今回は「借地の更新料は違法か?!」というテーマでお話ししたいと思います。
借地の更新料は収益アップのチャンス
借地の場合、更新料が取れるのは通常、二十年に一度というような長い期間を見越した話です。更新料が取れるかどうかによって、地主にとっては収益アップのチャンスとなります。しかし、借地人にとっては、地代とは別に一度にまとまった金額を支払うことになるため、できれば支払いたくないという気持ちもあるのが事実です。中には、「更新料なんてものは違法だ」といった意見も耳にしますが、果たして本当にそうなのでしょうか?
結論:更新料は違法ではない!
結論から言いますと、更新料はまったく違法ではありません!地主さんは、正当な理由に基づき、更新料を請求しても問題ありません。

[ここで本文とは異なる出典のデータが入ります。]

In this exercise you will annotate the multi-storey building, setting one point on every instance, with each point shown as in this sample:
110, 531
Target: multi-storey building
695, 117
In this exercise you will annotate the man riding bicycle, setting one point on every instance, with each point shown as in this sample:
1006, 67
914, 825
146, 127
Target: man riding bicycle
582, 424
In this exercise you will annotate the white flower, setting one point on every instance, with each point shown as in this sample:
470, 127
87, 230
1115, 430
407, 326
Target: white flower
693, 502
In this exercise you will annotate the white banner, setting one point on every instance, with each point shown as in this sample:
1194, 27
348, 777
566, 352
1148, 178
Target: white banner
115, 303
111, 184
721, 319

では、なぜ「更新料は違法だ」という話が出てくるのでしょうか?それは、更新料についての支払いの根拠となる明確な法律が存在しないからです。
譲渡承諾料との違い
この点、譲渡承諾料と比較すると理解しやすいかもしれません。譲渡承諾料とは、借地人が借地権を第三者に譲渡する際、地主の承諾を得るために支払う金銭のことです。この承諾料は民法612条に規定されています。
一方で、更新料については、法律には何も書かれていません。こうした違いがあるため、「更新料は違法」といった誤解を生むことがあるのです。
最高裁の判断
しかし、当事者同士で話し合って決めた更新料は、違法でも何でもありません。実際、最高裁判所も、合意による更新料の支払い慣行を認めています(昭和59年4月20日最高裁判所第二小法廷判決)。これにより、「合意」による更新料は、実務上、法的にも問題なく、地主は堂々と請求してよいことが確認されています。
まとめ
以上、今回は「借地の更新料は違法か?」というテーマでお話ししました。更新料は法的にも問題なく、地主さんは正当な理由に基づき請求できるものです。
次回は、合意更新と法定更新について詳しくお話ししたいと思います。それでは、今日の話はここまでです。